Red Meta Spandex: Deadpool 2 was boring. I liked the first one, especially since I saw it the day after The Witch—that was in February 2016, and my dad wrote a piece comparing the two movies to Donald Trump and Hillary Clinton, respectively. The staid, sedate, bored but respectful crowd at The Witch had the same energy as those lifeless Clinton rallies, while the sold-out Deadpool matinee was wild, a movie that was unabashedly crude and openly mocked itself and other Marvel franchises.
The comparison was dead-on, but this new one is a snooze: low on jokes, too many characters not worth caring about, too much action. All those scenes of people beaten, shot, maimed, burned, decapitated, and put through wood chippers all blur together. The flatness of a screen that’s 90 percent CGI and constant quick cuts is impossible to engage with. I like all the dumb wink-wink meta jokes, and there were lots of people absolutely losing their minds whenever Deadpool looked at the camera and said something rude, or when another Marvel character or franchise was referenced.
It was all so perfunctory and safe, though maybe the novelty has just worn off. During the movie, I got three or four push notifications from The New York Times and The Washington Post about Trump and Robert Mueller’s investigation. Similarly fatigued 16 months into Trump’s presidency, I just don’t care. Let me know when someone is going to jail, or if Deadpool 3 is going to have necrophilia or something.

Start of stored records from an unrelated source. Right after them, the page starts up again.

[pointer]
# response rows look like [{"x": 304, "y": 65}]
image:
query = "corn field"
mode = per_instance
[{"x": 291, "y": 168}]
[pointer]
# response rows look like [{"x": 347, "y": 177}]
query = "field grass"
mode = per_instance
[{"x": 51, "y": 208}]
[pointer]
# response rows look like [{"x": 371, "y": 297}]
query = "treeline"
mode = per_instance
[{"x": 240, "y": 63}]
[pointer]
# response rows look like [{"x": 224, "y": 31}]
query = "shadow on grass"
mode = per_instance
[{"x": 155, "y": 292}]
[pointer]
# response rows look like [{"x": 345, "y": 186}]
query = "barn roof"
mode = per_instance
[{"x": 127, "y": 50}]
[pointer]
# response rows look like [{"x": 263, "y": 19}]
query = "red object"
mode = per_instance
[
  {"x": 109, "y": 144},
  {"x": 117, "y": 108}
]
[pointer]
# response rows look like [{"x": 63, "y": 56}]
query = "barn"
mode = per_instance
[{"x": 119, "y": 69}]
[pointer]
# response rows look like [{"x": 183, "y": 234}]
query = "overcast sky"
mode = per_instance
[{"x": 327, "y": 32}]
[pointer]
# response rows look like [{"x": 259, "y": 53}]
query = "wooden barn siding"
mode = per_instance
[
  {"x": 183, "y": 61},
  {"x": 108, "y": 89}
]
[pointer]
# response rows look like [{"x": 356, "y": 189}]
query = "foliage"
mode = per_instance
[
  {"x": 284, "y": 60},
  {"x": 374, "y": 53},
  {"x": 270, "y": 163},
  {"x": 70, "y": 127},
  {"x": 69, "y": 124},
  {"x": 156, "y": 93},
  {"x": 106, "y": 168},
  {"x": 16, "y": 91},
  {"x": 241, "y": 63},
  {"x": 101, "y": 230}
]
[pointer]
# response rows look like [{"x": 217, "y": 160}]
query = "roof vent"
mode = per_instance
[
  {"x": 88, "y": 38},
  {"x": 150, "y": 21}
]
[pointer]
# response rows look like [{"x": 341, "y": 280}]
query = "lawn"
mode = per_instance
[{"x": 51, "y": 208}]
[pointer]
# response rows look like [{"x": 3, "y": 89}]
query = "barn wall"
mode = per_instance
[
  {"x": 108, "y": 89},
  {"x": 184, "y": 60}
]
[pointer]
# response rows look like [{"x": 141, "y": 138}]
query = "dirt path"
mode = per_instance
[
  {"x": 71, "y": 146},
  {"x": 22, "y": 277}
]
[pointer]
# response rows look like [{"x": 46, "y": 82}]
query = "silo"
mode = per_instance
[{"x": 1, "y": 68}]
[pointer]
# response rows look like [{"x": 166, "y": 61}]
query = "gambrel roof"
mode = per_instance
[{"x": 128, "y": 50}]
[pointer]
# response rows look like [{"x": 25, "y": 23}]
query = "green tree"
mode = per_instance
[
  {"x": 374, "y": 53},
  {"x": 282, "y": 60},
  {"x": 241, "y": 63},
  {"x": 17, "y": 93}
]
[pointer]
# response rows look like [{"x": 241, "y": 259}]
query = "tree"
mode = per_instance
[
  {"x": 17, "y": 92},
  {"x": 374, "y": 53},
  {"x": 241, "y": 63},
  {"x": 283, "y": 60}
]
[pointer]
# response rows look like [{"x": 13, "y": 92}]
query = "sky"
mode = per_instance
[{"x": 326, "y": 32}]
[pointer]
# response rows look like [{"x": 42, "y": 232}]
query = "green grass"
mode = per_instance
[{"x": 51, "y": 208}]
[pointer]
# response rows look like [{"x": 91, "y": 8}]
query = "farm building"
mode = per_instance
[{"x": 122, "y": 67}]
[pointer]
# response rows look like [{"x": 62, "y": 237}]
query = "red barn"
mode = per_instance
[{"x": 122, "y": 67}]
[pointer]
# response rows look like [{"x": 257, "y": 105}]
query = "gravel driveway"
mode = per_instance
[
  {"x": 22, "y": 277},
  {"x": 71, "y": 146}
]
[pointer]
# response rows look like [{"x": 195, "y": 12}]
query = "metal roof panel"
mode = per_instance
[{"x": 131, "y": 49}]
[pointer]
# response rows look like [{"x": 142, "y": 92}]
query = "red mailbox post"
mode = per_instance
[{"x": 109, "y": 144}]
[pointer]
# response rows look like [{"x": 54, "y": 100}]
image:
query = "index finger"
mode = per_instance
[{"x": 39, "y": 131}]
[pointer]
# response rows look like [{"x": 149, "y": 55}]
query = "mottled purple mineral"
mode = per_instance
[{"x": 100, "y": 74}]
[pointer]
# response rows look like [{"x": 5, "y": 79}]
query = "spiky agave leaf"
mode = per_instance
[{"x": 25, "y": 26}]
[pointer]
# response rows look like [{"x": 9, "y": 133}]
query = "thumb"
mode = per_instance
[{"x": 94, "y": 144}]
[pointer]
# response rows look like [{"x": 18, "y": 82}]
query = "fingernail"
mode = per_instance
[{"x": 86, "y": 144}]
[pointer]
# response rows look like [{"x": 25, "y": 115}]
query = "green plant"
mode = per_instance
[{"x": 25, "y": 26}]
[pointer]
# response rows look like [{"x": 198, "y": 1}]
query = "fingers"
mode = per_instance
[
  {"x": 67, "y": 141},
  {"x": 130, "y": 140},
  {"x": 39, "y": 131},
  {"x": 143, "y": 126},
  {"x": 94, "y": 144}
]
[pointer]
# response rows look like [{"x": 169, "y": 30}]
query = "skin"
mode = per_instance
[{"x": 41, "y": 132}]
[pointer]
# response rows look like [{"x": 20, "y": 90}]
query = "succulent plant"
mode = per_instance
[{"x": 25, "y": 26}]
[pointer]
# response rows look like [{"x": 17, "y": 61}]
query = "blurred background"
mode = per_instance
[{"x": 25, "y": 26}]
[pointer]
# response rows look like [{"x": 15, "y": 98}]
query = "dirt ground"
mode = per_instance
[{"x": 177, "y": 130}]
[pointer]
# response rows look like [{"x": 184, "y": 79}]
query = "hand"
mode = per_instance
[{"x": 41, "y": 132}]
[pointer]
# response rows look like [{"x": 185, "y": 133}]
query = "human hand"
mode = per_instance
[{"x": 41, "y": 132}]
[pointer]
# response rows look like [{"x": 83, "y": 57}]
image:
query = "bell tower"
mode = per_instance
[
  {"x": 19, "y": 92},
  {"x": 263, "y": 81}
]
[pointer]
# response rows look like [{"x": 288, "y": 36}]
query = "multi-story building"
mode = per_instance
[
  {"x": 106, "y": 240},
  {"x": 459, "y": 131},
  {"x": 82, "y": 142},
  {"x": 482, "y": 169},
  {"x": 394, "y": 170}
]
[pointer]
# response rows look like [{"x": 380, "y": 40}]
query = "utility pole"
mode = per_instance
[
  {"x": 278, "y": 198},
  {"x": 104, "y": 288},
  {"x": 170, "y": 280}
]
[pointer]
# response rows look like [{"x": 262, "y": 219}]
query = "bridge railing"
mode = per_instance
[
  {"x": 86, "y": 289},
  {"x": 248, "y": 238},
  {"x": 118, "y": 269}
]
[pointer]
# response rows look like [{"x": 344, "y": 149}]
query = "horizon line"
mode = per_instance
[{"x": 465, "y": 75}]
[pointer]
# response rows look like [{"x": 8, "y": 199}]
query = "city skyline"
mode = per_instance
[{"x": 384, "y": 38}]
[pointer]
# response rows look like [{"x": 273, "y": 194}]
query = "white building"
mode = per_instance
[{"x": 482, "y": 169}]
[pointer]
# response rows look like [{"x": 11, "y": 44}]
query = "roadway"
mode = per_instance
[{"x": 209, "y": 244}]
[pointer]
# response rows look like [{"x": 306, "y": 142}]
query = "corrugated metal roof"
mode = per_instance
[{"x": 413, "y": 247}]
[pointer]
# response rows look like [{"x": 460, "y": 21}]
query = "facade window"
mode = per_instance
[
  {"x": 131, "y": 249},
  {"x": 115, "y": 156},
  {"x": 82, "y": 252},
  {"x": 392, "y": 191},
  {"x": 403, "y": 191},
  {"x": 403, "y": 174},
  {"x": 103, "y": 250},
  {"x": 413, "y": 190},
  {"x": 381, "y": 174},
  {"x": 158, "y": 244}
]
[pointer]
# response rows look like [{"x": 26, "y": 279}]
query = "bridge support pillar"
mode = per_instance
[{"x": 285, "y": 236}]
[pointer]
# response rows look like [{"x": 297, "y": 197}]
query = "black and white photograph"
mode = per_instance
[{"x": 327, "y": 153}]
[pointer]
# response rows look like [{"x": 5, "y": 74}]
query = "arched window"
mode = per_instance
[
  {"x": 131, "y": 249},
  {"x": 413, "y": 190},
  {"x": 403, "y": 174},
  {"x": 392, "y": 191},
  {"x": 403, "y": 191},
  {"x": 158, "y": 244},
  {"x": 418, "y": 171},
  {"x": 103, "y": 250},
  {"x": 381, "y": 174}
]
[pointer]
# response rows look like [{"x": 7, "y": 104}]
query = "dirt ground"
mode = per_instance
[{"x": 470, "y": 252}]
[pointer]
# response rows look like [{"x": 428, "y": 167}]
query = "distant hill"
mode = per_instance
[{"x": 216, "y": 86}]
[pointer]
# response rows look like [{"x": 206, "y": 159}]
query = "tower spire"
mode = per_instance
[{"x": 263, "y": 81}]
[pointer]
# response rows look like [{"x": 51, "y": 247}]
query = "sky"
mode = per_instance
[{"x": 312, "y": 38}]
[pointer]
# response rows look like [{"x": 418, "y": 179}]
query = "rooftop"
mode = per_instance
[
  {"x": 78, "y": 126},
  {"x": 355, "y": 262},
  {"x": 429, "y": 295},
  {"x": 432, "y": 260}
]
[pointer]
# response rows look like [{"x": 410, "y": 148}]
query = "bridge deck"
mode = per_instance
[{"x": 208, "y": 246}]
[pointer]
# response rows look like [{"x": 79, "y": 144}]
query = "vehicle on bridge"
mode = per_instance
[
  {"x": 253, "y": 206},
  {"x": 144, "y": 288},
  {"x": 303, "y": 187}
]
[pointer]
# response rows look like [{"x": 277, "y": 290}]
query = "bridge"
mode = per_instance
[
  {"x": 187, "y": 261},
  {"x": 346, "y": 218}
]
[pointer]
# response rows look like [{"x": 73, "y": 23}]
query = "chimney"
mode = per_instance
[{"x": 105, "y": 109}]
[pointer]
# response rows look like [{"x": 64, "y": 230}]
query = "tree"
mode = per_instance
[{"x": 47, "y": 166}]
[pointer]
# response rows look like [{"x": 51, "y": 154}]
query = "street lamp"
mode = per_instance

Inquiry Porn: Who needs another breathless walk through of how Superhero Robert Mueller is doing and how exactly he’s going to take down Trump (aka Drumpf, Tr*mp, Cheeto Jesus, 45)? Rudy Giuliani says it’ll all be over by September 1 to avoid any October surprises or spoilers like James Comey’s memo two years ago.
That story is so detailed and boring, I just don’t care because none of this stuff will get Trump impeached. It’ll be Al Capone’s vault come September, and though the midterms will probably go well for Democrats, Trump unfortunately has advantages going into 2020: an incumbent with dubious “wins” (tax cut and North Korea, pulling out of the Iran deal) who will probably run against another incompetent milquetoast mannequin that the DNC will coronate next spring. Kamala Harris will not be the nominee. It’ll probably be Cory Booker or some other spineless nitwit who won’t realize how effective it would be to get up on that debate stage and call Trump a motherfucker. Eight years baby.
He Had Loud: He who had loud will be missed: Young King Dave has died. “It’s fuckin’ nice out, I got loud.” Complications from surgery to fix a collapsed lung. Only 19. Go outside, smoke some loud, and remember a man who died young but will leave forever in memetic communion and exchange. It’s been raining in Baltimore for a week, but today the sun is out, and I’ve got loud. Let’s go.